Equilibrative nucleoside transporters (ENTs) 1 and 2 reportedly accept fluorouracil as a substrate. Here, we evaluated ENT1/2 expression at the messenger RNA (mRNA), protein, and functional levels in a panel of four triple-negative breast cancer (TNBC) cell lines, BT-549, Hs578T, MDA-MB-231, and MDA-MB-435, and we examined the relationship of the observed profiles to fluorouracil sensitivity. Nitrobenzylthioinosine (NBMPR) at 0.1 mu M inhibits only ENT1, while dipyridamole at 10 mu M or NBMPR at 100 mu M inhibits both ENT1 and ENT2. We found that the uptake of [H-3]uridine, a typical substrate of ENT1 and ENT2, was decreased to approximately 40% by 0.1 mu M NBMPR. At 100 mu M, NBMPR almost completely blocked the saturable uptake of [H-3]uridine, but this does not imply a functional role of ENT2, because 10 mu M dipyridamole showed similar inhibition to 0.1 mu M NBMPR. Expression of ENT1 mRNA was almost 1 order of magnitude higher than that of ENT2 in all TNBC cell lines.
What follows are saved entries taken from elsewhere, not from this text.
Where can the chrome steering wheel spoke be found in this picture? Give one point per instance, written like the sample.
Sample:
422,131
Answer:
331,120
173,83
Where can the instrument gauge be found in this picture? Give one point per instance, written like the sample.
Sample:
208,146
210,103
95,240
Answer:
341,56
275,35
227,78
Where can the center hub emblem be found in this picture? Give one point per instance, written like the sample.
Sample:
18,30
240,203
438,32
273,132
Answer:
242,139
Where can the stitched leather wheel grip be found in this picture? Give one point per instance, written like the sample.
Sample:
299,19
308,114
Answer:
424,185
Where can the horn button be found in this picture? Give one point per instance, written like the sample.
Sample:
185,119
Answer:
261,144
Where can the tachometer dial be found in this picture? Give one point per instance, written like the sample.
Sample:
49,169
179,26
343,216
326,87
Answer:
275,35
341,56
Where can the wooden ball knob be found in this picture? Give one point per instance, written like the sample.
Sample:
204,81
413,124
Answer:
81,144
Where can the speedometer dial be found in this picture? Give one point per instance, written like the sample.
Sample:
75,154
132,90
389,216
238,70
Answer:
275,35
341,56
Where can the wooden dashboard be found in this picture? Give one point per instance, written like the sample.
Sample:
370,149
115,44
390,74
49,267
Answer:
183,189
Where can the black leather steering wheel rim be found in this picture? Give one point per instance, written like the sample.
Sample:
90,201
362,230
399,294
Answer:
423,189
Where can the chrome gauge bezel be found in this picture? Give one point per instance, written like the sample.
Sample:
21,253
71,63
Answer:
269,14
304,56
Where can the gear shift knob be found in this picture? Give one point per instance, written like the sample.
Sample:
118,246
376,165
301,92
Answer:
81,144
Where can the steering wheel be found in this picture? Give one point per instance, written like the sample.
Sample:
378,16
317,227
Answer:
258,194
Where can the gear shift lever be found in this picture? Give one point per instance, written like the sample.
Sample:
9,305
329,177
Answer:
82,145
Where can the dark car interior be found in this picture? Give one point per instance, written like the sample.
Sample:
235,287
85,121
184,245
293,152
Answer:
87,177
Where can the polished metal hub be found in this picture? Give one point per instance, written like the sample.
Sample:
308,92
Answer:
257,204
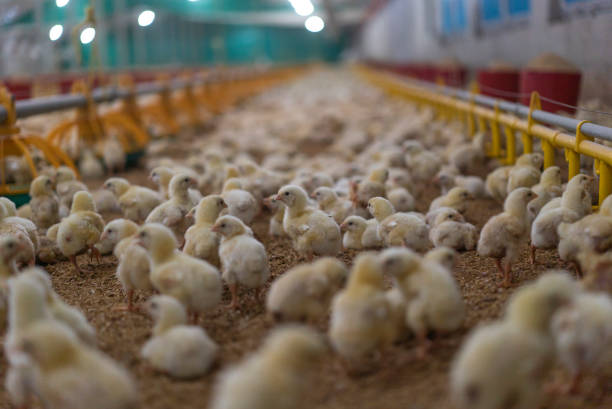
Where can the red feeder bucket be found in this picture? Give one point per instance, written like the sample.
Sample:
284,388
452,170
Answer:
560,86
504,81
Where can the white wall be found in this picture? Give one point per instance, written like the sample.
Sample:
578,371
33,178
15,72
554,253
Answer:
403,31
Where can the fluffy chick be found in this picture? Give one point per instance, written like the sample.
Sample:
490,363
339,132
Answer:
195,283
361,316
240,203
44,203
313,232
304,292
200,240
450,230
180,350
243,258
70,373
79,231
136,202
272,377
502,234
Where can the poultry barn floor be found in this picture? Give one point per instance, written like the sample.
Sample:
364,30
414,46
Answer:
399,381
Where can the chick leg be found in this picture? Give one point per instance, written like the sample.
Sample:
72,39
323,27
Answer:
234,292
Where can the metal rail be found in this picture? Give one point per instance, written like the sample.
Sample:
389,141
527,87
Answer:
589,129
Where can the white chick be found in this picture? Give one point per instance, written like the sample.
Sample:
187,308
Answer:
240,203
172,213
313,232
450,230
195,283
66,186
180,350
572,207
273,377
243,259
526,171
79,231
331,204
361,316
502,234
583,335
497,183
113,233
200,240
503,364
433,299
44,203
59,310
90,166
69,373
136,202
304,292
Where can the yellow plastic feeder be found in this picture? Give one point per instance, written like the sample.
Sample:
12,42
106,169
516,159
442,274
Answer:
13,143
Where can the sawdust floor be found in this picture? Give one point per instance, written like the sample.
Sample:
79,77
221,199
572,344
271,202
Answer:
400,380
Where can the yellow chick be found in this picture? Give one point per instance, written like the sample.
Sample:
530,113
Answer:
274,376
136,202
503,364
496,183
113,233
70,373
195,283
66,186
361,316
79,231
583,336
331,204
180,350
240,203
172,213
44,203
456,198
243,259
433,299
572,207
501,235
200,240
276,221
304,292
450,230
313,232
548,188
60,310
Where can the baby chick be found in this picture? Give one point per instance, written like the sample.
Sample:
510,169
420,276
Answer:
136,202
240,203
44,203
450,230
200,240
503,364
361,316
583,335
433,298
313,232
66,185
243,259
272,377
332,205
79,231
304,292
113,233
180,350
195,283
501,235
70,373
525,172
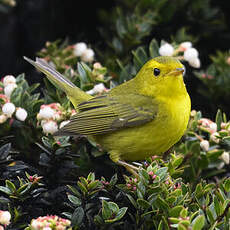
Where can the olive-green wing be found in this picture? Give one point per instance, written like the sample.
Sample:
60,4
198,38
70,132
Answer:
105,114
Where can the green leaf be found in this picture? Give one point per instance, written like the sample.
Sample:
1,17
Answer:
82,187
24,188
5,190
106,211
132,200
119,215
162,172
113,180
82,73
114,207
198,223
219,120
227,185
226,140
217,206
181,227
77,216
143,203
91,177
94,184
74,200
175,211
5,150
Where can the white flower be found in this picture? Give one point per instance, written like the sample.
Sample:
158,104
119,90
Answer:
8,109
3,118
9,79
9,89
56,116
87,55
204,144
50,127
46,113
214,137
21,114
97,65
79,48
5,217
190,54
166,50
35,224
99,88
225,157
63,123
195,62
186,45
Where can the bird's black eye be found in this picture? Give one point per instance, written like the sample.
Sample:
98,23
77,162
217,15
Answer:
156,71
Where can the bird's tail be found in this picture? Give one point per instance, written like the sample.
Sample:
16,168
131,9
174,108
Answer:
75,94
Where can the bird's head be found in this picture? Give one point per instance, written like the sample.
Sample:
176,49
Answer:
163,76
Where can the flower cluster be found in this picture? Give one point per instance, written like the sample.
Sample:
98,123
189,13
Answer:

Liquid chromatography-tandem mass spectrometry(LC-MS/MS) LC-MS/MS-based targeted protein quantification showed that ENT1 protein levels were in the range of 9.3-30 fmol/mu g protein in plasma membrane fraction of TNBC cell lines, whereas ENT2 protein was below the detection limit. [H-3]Fluorouracil uptake was insensitive to 0.1 mu M NBMPR and 10 mu M dipyridamole, suggesting a negligible contribution of ENT1 and ENT2 to fluorouracil uptake. The levels of ENT1 mRNA, ENT1 protein, ENT2 mRNA, and ENT1-mediated [H-3]uridine uptake in the four TNBC cell lines showed no correlation with fluorouracil sensitivity. These results indicate that neither ENT1 nor ENT2 contributes significantly to the fluorouracil sensitivity of TNBC cell lines.

Automated summary

The study revealed that ENT1 expression was higher than ENT2 in triple-negative breast cancer cell lines, but both transporters had minimal contribution to fluorouracil uptake and showed no correlation with fluorouracil sensitivity. It suggests that neither ENT1 nor ENT2 significantly affects the sensitivity of TNBC cell lines to fluorouracil.